The FAMOUS-NSTEMI trial enrolled 350 patients in six hospitals in the United Kingdom between October 2011 and May 2013. Patients enrolled had at least one coronary stenosis at least 30% occluded at time of admission for NSTEMI. In patients randomized to the FFR-guided group, an FFR of > 0.8 indicated revascularization by PCI or coronary bypass surgery.
According to St. Jude Medical, the FAMOUS-NSTEMI study demonstrated that the company’s PressureWire FFR measurement technology altered the treatment strategy for approximately 22% of patients. The study also demonstrated a trend toward a reduction in procedure-related myocardial infarction among patients whose therapy was guided by FFR using the PressureWire technology.
Colin Berry, MD, served as principal investigator of the FAMOUS-NSTEMI clinical trial. In St. Jude Medical’s press release, Dr. Berry commented, “In patients suffering NSTEMI, traditional diagnostic imaging tools have limited our ability to optimally assess which blockages require revascularization. What we’ve now found is FFR technology has additive diagnostic and clinical benefits for NSTEMI patients. We need to continue to evaluate the technology’s potential in new segments of patients.” Dr. Berry is Professor of Cardiology and Imaging at the University of Glasgow in Glasgow, Scotland.

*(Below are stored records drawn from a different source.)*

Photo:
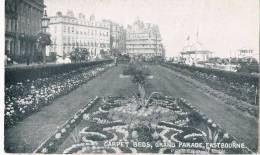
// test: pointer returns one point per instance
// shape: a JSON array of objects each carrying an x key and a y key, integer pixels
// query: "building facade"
[
  {"x": 69, "y": 32},
  {"x": 22, "y": 23},
  {"x": 117, "y": 37},
  {"x": 245, "y": 53},
  {"x": 143, "y": 39},
  {"x": 195, "y": 53}
]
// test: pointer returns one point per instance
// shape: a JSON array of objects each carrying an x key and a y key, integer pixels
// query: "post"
[{"x": 256, "y": 93}]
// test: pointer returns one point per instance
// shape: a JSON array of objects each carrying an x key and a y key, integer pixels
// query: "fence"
[
  {"x": 19, "y": 74},
  {"x": 224, "y": 75}
]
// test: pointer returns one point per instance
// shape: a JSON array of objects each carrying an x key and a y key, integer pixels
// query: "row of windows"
[
  {"x": 91, "y": 44},
  {"x": 80, "y": 22},
  {"x": 69, "y": 29}
]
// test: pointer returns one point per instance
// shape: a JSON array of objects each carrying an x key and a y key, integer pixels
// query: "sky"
[{"x": 222, "y": 26}]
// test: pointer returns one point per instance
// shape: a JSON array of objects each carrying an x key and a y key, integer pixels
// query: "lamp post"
[{"x": 44, "y": 25}]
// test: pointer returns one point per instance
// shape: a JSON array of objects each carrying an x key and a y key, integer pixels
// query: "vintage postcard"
[{"x": 131, "y": 76}]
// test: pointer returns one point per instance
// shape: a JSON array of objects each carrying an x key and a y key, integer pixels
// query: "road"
[{"x": 27, "y": 135}]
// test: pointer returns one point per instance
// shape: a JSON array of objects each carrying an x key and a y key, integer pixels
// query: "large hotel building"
[
  {"x": 22, "y": 23},
  {"x": 143, "y": 39},
  {"x": 69, "y": 32}
]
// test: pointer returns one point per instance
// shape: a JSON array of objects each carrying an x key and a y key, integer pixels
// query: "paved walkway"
[{"x": 27, "y": 135}]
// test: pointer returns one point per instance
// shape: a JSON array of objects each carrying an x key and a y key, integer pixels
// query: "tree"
[
  {"x": 43, "y": 40},
  {"x": 248, "y": 65},
  {"x": 79, "y": 55}
]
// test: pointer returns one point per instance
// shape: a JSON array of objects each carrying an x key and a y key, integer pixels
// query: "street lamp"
[
  {"x": 45, "y": 21},
  {"x": 44, "y": 25}
]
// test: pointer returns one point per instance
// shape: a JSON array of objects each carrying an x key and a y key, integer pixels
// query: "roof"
[{"x": 196, "y": 52}]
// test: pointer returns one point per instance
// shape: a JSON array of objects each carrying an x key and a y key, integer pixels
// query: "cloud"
[{"x": 223, "y": 25}]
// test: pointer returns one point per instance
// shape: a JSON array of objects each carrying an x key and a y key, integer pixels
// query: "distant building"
[
  {"x": 194, "y": 54},
  {"x": 143, "y": 39},
  {"x": 69, "y": 32},
  {"x": 245, "y": 53},
  {"x": 117, "y": 37},
  {"x": 22, "y": 23}
]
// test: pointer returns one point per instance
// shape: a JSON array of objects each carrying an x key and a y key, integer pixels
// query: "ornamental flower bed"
[
  {"x": 166, "y": 125},
  {"x": 51, "y": 144},
  {"x": 24, "y": 98}
]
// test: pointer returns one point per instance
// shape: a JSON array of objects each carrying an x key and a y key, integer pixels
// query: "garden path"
[{"x": 28, "y": 134}]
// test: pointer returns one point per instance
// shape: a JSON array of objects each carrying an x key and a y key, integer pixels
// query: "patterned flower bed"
[
  {"x": 22, "y": 99},
  {"x": 167, "y": 125}
]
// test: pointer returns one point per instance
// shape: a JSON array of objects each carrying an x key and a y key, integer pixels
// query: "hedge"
[
  {"x": 20, "y": 74},
  {"x": 225, "y": 75}
]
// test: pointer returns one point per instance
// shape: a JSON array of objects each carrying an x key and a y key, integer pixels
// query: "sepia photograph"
[{"x": 130, "y": 76}]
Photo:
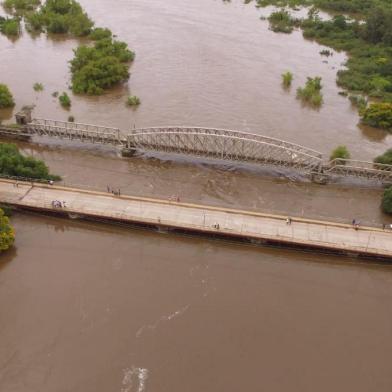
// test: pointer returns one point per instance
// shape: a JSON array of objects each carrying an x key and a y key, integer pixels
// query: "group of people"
[
  {"x": 114, "y": 192},
  {"x": 58, "y": 204},
  {"x": 174, "y": 198},
  {"x": 355, "y": 224}
]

St. Jude Medical noted that physicians currently treating NSTEMI patients at a high risk for serious cardiac complications will often opt for a treatment strategy that relies on coronary angiography to assess blood flow within the arteries of the heart. FFR represents a new approach to managing NSTEMI patients because it relies less on subjective visual assessments of angiography and instead offers an objective physiological assessment of blood flow blockages.

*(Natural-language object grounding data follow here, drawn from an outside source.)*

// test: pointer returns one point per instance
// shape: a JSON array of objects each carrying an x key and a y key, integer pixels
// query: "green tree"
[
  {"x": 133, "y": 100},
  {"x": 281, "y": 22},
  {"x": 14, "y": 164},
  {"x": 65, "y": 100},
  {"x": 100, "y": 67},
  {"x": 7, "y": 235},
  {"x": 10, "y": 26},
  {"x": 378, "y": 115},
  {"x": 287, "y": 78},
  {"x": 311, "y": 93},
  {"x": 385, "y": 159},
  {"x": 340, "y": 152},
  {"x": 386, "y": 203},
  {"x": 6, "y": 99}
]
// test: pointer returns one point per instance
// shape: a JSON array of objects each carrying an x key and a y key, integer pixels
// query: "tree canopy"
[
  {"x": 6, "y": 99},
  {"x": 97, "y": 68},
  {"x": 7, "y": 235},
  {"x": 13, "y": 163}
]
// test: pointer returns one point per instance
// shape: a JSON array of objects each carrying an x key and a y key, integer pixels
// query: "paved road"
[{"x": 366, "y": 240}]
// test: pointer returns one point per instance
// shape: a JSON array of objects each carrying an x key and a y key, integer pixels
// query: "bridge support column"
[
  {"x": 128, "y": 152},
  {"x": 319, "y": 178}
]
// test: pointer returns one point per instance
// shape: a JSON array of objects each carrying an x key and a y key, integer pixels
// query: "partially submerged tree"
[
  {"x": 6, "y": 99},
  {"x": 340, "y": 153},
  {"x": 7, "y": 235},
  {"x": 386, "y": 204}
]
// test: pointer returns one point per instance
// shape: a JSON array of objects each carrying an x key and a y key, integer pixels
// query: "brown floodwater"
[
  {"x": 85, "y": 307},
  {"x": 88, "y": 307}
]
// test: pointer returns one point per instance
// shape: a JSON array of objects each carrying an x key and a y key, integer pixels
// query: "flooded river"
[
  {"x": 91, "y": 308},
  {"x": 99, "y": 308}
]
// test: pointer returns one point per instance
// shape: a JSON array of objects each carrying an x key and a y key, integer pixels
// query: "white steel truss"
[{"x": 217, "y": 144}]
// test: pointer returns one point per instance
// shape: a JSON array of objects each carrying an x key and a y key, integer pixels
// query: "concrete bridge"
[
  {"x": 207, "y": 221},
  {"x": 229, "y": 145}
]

According to the company, the FAMOUS-NSTEMI study builds on data from the FAME and FAME 2 clinical trials, which support FFR as the standard of care for the treatment of patients with coronary artery disease. The original FAME trial, which concluded in 2008, found FFR allows for more accurate identification of narrowed passages most likely to cause a coronary event, reducing rates of death, myocardial infarction, and repeat revascularization. Preliminary data from FAME 2 further supported FFR and found FFR-guided PCI with PressureWire measurement technology is a cost-effective strategy that can improve clinical outcomes and quality of life in patients with stable coronary artery disease over medical therapy alone.
In January 2009, the FAME results were published in The New England Journal of Medicine (2009;360:213–224). In September 2012, FAME 2 results were published in The New England Journal of Medicine (2012; 367:991–1001).